In der Gastronomie gehen beim Lockdown-Light wieder die Lichter aus

Auch in der Gastronomie gehen ab Montag vielerorts erneut die Lichter aus. Wer keinen Außerhausverkauf anbietet, sperrt den Laden ganz ab. Wie Engin Kuruoglu, der Wirt der „Temple Bar“ am Salzmarkt. Seit acht Jahren führt er das beliebte Szene-Lokal. Bis März konnte man freitags und samstags im Club-Keller tanzen. Jetzt gibt es nur noch Getränke, drinnen und draußen. „Die Einführung der Sperrstunde war schon schlimm genug“, so der Inhaber. Schweren Herzens hofft er auf staatliche Unterstützung: „Wenn die versprochenen Hilfen tatsächlich kommen, wären wir erstmal sicher.“

Anja Hvizdala bedient am Samstag, 31. Oktober, noch ein letztes Mal in der Essener „Temple Bar“ - im November bleiben die Türen geschlossen.
Anja Hvizdala bedient am Samstag, 31. Oktober, noch ein letztes Mal in der Essener „Temple Bar“ - im November bleiben die Türen geschlossen. © FUNKE Foto Services | Socrates Tassos

Doch auch einige Stammgäste hätten finanzielle Sorgen. „Den Studenten fehlen die Jobs“, so der 45-Jährige weiter. „Ich habe für die Maßnahmen Verständnis“, meint Gast Michael Fietz. Die seien momentan zwar bitter für die Gastrobranche, aber wohl nötig, so der Essener.

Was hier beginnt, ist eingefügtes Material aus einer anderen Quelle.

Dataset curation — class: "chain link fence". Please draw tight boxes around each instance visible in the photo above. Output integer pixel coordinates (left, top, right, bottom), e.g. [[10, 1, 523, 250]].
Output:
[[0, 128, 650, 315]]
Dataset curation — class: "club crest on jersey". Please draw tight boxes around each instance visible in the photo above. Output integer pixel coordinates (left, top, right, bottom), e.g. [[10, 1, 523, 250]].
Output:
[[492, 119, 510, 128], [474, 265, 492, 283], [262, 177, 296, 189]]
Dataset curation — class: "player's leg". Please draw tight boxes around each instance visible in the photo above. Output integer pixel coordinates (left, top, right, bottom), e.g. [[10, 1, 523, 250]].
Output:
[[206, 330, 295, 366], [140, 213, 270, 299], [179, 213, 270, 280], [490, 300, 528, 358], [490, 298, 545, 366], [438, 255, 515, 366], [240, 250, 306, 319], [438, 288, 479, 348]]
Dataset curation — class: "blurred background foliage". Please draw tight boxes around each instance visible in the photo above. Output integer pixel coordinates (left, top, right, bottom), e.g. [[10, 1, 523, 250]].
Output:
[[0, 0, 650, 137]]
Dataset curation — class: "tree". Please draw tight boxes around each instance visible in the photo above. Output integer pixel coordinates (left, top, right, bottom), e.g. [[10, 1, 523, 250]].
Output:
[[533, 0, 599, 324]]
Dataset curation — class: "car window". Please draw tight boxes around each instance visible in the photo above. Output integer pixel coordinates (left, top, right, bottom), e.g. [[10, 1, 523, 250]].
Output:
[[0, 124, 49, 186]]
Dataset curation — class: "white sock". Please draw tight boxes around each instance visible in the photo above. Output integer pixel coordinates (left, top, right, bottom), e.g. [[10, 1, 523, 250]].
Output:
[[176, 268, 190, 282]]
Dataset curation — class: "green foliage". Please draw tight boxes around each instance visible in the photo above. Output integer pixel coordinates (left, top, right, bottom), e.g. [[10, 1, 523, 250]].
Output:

Norbert Raschke (65) genießt eines der letzten Biere vor der Bar. Prost! Im Freien sei die Ansteckungsgefahr nur ein Zwanzigstel so hoch wie in Innenräumen, behauptet er. Magnus Müller (28) hat sich mit einem Freund in der Gaststätte „Zur kleinen Krone“ an der Viehofer Straße verabredet: ein beliebter Treff für Fußballfans, die hier Sky schauen. In Australien hat Müller den Lockdown miterlebt. „Das war viel härter. Doch hier haben die kleinen Läden am meisten unter der Schließung zu leiden.“ Julio Steppat fühlt sich sicher als Gast. Dass man den Gastronomen wieder komplett den Riegel vorschiebt, findet er schade. Doch: „Die Gesamtzahl der Infektionen muss begrenzt werden“, betont der Essener. Aber ob dies der richtige Weg sei, frage er sich.